Neuerdings dauert es ewig, bis ich mich in der Lage fühle, den Tag zu beginnen. Ich kann gar nicht so viel schlafen, wie ich müde bin. Ein wenig packt mich der Neid, wenn ich lese, was die Freunde so treiben. Da werden Ballettabende besucht, man trifft sich zum Adventskaffee, Gäste werden mit mehrgängigen Menüs bewirtet, alle sind aktiv und kulturell auf dem laufenden. Na ja, wird schon wieder, sage ich mir, und die Energie hättest du im Moment doch sowieso nicht.

Wenn ich mich doch einmal nach der Arbeit auf ein Glas mit Freunden treffe, wenn ich köstliche spanische Tapas verspeise, kleine Portionen, und auch beim Rotwein halte ich mich zurück, dann liege ich ein paar Stunden später mit der Wärmflasche auf dem Bauch im Bett und trinke Fencheltee. Wie soll ich da eigentlich morgen den Gänsebraten?

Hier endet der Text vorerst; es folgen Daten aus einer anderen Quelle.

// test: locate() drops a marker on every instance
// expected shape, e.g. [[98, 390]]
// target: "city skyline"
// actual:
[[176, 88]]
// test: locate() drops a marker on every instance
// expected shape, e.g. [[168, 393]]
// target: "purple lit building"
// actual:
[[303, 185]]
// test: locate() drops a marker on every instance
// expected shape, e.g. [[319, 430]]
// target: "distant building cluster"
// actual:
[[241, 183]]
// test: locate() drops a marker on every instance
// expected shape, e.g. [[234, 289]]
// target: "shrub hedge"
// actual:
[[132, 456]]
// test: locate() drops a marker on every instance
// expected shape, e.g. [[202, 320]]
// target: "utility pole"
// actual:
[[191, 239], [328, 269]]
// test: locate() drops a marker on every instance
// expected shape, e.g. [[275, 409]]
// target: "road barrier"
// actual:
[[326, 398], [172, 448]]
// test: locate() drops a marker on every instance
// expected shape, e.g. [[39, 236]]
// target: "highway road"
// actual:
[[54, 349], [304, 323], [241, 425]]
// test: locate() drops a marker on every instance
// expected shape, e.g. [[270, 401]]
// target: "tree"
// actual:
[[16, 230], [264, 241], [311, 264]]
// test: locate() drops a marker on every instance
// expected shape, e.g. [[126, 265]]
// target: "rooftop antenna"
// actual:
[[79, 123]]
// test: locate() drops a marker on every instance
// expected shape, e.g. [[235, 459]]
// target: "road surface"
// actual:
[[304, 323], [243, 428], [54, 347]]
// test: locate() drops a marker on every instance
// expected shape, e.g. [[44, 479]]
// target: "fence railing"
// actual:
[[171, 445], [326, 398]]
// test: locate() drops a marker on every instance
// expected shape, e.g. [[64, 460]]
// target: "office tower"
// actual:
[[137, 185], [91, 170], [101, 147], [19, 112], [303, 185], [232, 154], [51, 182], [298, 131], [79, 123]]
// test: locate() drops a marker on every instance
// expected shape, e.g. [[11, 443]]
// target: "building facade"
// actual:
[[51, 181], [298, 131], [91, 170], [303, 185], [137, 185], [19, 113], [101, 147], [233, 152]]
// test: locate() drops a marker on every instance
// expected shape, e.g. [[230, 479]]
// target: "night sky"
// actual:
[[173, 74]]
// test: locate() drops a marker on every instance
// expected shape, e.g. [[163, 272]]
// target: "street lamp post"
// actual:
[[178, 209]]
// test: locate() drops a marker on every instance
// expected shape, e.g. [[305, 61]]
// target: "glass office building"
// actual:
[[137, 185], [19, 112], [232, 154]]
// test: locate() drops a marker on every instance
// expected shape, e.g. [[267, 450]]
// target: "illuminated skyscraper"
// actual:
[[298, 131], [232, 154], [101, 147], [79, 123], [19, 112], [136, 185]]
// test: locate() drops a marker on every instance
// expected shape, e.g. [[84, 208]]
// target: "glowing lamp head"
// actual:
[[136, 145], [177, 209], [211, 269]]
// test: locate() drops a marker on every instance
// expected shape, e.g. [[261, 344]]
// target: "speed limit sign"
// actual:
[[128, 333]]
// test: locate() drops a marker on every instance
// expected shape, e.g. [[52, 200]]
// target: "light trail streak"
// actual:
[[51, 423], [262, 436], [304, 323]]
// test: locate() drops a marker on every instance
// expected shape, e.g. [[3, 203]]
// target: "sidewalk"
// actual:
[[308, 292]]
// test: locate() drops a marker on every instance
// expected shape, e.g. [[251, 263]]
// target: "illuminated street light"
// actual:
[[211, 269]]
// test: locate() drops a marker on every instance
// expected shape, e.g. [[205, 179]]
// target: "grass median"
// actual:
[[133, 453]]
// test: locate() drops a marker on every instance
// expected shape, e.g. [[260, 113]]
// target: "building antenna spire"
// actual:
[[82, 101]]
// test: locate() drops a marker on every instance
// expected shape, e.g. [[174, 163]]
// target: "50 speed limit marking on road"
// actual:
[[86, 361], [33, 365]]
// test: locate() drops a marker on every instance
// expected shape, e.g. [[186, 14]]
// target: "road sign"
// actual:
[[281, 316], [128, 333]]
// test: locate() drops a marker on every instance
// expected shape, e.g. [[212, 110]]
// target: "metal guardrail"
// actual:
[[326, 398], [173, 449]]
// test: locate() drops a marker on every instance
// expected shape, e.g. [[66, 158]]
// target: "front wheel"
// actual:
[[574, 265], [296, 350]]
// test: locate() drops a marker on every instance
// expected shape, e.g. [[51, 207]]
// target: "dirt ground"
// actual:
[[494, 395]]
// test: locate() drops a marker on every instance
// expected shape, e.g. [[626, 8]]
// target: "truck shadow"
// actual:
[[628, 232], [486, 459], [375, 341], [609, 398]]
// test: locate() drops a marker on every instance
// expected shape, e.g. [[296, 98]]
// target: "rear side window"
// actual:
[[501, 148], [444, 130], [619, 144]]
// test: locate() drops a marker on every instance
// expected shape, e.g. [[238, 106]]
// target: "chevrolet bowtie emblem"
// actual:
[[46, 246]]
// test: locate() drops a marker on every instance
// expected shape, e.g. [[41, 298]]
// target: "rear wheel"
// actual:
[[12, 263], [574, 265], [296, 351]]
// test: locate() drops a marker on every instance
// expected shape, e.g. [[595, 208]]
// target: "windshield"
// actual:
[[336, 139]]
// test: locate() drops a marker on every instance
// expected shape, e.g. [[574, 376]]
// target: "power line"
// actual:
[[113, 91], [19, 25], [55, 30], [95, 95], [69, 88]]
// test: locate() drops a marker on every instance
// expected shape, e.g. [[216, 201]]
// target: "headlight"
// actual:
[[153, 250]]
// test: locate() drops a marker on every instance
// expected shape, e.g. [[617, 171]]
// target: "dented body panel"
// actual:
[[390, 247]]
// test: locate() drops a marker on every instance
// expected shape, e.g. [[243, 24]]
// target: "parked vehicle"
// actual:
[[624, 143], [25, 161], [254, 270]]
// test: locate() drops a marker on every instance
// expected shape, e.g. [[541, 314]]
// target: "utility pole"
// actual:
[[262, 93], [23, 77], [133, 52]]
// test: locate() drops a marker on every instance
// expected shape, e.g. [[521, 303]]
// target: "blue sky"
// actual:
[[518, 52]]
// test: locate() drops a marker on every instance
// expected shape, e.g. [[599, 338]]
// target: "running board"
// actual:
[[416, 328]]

Angeblich werden für Brandenburg heftige Schneeschauer erwartet. Meine Mutter macht sich Sorgen. Wie kommst du denn am Sonnabend zurück in die Stadt? Warum musst du auch arbeiten? Kann das nicht ein anderer? Dann möchte überraschend eine junge Kollegin den Dienst tauschen, ich muss die Einladung bei den Schwestern verschieben, aber am Ende hat sich die Situation ein wenig entspannt, es ist mehr Zeit da.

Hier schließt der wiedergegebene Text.